Can you double-check the topology settings @brentlu ? Wondering why what the changes are for this platform?

brentlu commented 1 month ago

There is nothing special for this topology. The only difference is that MCLK rate is 24.576MHz but this setting has been long used in max98373 topology.

"sof-tgl-max98357a-rt5682\;sof-adl-rt5650\;-DUSE_RT5650\;-DFMT=s24le\;-DPLATFORM=adl\;-DLINUX_MACHINE_DRIVER=sof_rt5682\;-DAMP_SSP=1\;-DSPK_MIC_PERIOD_US=10000\;-DBT_OFFLOAD\;-DNOHOTWORD\;-DNO16KDMIC"
brentlu commented 1 month ago

DSP panic could be observed with same FW image. The exception cause LoadStorePIFDataErrorCause also suggests that there is problem with the memory. So my question would be "is there anything we can do / need to do about it?". If not, I would suggest ODM to go through CQE process for further analysis.

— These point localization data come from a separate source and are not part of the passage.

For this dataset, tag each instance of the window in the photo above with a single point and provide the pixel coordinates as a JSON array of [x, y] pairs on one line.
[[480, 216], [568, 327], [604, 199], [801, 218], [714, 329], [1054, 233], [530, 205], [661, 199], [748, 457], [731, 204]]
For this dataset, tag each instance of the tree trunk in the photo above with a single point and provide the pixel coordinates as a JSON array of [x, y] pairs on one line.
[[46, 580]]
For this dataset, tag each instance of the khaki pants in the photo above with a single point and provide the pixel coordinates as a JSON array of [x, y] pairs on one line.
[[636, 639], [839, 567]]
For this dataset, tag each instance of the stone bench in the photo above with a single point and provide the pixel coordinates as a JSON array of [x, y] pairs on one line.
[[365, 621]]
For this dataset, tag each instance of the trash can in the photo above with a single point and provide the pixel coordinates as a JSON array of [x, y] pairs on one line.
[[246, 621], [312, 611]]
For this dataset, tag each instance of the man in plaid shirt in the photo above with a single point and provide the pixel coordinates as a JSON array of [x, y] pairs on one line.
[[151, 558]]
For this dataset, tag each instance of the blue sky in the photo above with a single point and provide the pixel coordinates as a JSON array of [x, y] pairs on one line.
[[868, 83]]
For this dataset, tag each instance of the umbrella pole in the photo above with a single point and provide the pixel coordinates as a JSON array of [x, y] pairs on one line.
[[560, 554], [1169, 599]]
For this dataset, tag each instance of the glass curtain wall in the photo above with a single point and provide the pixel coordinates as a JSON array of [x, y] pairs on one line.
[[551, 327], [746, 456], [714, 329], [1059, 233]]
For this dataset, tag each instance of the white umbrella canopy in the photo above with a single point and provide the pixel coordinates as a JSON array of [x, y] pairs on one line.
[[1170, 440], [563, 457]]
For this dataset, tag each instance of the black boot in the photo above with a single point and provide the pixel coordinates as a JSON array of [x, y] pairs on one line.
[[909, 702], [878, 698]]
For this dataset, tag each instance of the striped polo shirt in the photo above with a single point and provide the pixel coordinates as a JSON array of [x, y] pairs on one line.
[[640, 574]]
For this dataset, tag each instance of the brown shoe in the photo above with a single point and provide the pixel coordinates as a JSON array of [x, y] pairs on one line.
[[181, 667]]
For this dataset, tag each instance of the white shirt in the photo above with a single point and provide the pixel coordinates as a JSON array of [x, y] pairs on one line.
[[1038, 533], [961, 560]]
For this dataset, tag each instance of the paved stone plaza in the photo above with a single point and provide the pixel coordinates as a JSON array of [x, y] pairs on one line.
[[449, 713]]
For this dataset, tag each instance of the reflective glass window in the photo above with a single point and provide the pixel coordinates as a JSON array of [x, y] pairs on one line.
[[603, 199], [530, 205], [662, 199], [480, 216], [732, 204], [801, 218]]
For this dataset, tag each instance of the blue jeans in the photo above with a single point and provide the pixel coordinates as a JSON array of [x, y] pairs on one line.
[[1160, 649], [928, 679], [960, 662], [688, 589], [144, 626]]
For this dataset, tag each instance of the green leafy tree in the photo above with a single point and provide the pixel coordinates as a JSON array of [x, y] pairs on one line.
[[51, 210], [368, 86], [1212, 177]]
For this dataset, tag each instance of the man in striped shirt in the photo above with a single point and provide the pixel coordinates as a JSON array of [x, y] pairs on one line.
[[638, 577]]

[ 6.986281] sof-audio-pci-intel-tgl 0000:00:1f.3: ------------[ DSP dump start ]------------ [ 6.986285] sof-audio-pci-intel-tgl 0000:00:1f.3: DSP panic! [ 6.986287] sof-audio-pci-intel-tgl 0000:00:1f.3: fw_state: SOF_FW_BOOT_COMPLETE (6) [ 6.986298] sof-audio-pci-intel-tgl 0000:00:1f.3: 0x00000005: module: ROM, state: FW_ENTERED, running [ 6.986305] sof-audio-pci-intel-tgl 0000:00:1f.3: status code: 0xdead006 (unknown) [ 6.986395] sof-audio-pci-intel-tgl 0000:00:1f.3: reason: runtime exception (0x6) [ 6.986397] sof-audio-pci-intel-tgl 0000:00:1f.3: trace point: 0x00004000 [ 6.986399] sof-audio-pci-intel-tgl 0000:00:1f.3: panic at :0 [ 6.986401] sof-audio-pci-intel-tgl 0000:00:1f.3: error: DSP Firmware Oops [ 6.986403] sof-audio-pci-intel-tgl 0000:00:1f.3: error: Exception Cause: LoadStorePIFDataErrorCause, Synchronous PIF data error during LoadStore access [ 6.986405] sof-audio-pci-intel-tgl 0000:00:1f.3: EXCCAUSE 0x0000000d EXCVADDR 0x0000001c PS 0x00060025 SAR 0x00000000 [ 6.986408] sof-audio-pci-intel-tgl 0000:00:1f.3: EPC1 0xbe031c5d EPC2 0xbe051b22 EPC3 0x00000000 EPC4 0x00000000 [ 6.986410] sof-audio-pci-intel-tgl 0000:00:1f.3: EPC5 0x00000000 EPC6 0x00000000 EPC7 0x00000000 DEPC 0x00000000 [ 6.986412] sof-audio-pci-intel-tgl 0000:00:1f.3: EPS2 0x00060b20 EPS3 0x00000000 EPS4 0x00000000 EPS5 0x00000000 [ 6.986414] sof-audio-pci-intel-tgl 0000:00:1f.3: EPS6 0x00000000 EPS7 0x00000000 INTENABL 0x00000000 INTERRU 0x00000222 [ 6.986417] sof-audio-pci-intel-tgl 0000:00:1f.3: stack dump from 0xbe271aa0 [ 6.986419] sof-audio-pci-intel-tgl 0000:00:1f.3: 0xbe271aa0: 00000000 00000000 00000003 be05a308 [ 6.986422] sof-audio-pci-intel-tgl 0000:00:1f.3: 0xbe271ab0: fe0605a8 be271af0 be271b20 0000000d [ 6.986424] sof-audio-pci-intel-tgl 0000:00:1f.3: 0xbe271ac0: be271aa0 00000000 00000000 00000000 [ 6.986426] sof-audio-pci-intel-tgl 0000:00:1f.3: 0xbe271ad0: 00000000 00000000 00000000 00000000 [ 6.986428] sof-audio-pci-intel-tgl 0000:00:1f.3: 0xbe271ae0: 7e031c5d be271b20 9e1bed60 be05a494 [ 6.986430] sof-audio-pci-intel-tgl 0000:00:1f.3: 0xbe271af0: be031c5d 00000000 00000000 00000000 [ 6.986432] sof-audio-pci-intel-tgl 0000:00:1f.3: 0xbe271b00: be0c4468 00000003 ffffffff ffffffff [ 6.986434] sof-audio-pci-intel-tgl 0000:00:1f.3: 0xbe271b10: be02f47b be271d20 ffffffff fe031c5d [ 6.986435] sof-audio-pci-intel-tgl 0000:00:1f.3: ------------[ DSP dump end ]------------

plbossart commented 1 month ago

My guess is that you have a conflict between SSPs, specifically I am not sure if you can have BT_OFFLOAD along with the MCLK at 24.576?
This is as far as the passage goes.